Factoring Expressions

In order to understand the following lesson, you should already know:

(i.) a general method for removing monomial factors from an expression

(ii.) two methods for factoring expressions with very special (but quite commonly occurring) forms:

• trinomials (ax ² + bx + c)

• difference of two perfect squares (u ² – v ² )

All we want to point out here is that the overall strategy for factoring any algebraic expression is to apply the methods listed above in order. So,

(i) first remove all monomial factors from the expression

then

(ii) check whatever is left against any of the special patterns that you know

By following this strategy, the more difficult, tedious, and intuitive analysis of the second type in the list above will always be done on the simplest possible expressions.

We’ve already alluded to this strategy in the previous documents on factoring, and shown one or two brief examples. Here is a few more short examples to help you understand the overall strategy better.

Example 1:

Factor completely: 3x ⁴ y + 6x ³ y – 45x ² y.

solution:

We see that 3, x ² , and y, are each monomial factors of all three terms. So, step (i) in the general strategy leads to

3x ⁴ y + 6x ³ y – 45x ² y = 3x ² y(x ² + 2x – 15)

Now, we need to apply step (ii) of the general strategy to the expression, x ² + 2x – 15, remaining after we have accounted for the common monomial factors. This is a trinomial in x, which it may be possible to rewrite in the form

x ² + 2x – 15 = (x + a)(x + b)

if we can find two whole numbers, a and b, such that

ab = -15 and a + b = -2.

You can easily verify that a = 5 and b = -3 works. Thus

x ² + 2x – 15 = (x + 5)(x - 3)

Thus, for the original expression we now have

3x ⁴y + 6x ³y – 45x ²y = 3x ²y(x + 5)(x – 3)

which is factored as completely as is possible. We know that no further factorization is possible, because the factors here which are not monomial factors contain no products at all.

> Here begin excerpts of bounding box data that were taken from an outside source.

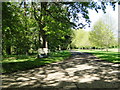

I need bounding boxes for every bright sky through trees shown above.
[85,3,118,35]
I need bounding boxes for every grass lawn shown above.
[0,51,71,73]
[79,50,120,63]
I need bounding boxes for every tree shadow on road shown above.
[1,52,120,90]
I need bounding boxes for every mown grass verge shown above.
[79,50,120,63]
[0,51,71,73]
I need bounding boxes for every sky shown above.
[85,3,118,35]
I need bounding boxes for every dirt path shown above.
[1,51,120,90]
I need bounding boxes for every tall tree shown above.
[90,20,115,50]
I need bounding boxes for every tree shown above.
[90,20,115,51]
[71,29,90,48]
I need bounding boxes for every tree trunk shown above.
[6,46,11,55]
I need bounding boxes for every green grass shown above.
[79,50,120,63]
[0,51,71,73]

Notice that when it came time to check if any of our special pattern formulas might apply, we needed to check them against the quite simple expression, x ² + 2x – 15, rather than the much more complicated original expression. To be sure, (x + 5) and (x – 3) are factors of the original expression, but its complexity (due to the presence of common monomial factors in each term) would make it very difficult to recognize these binomial factors in that expression.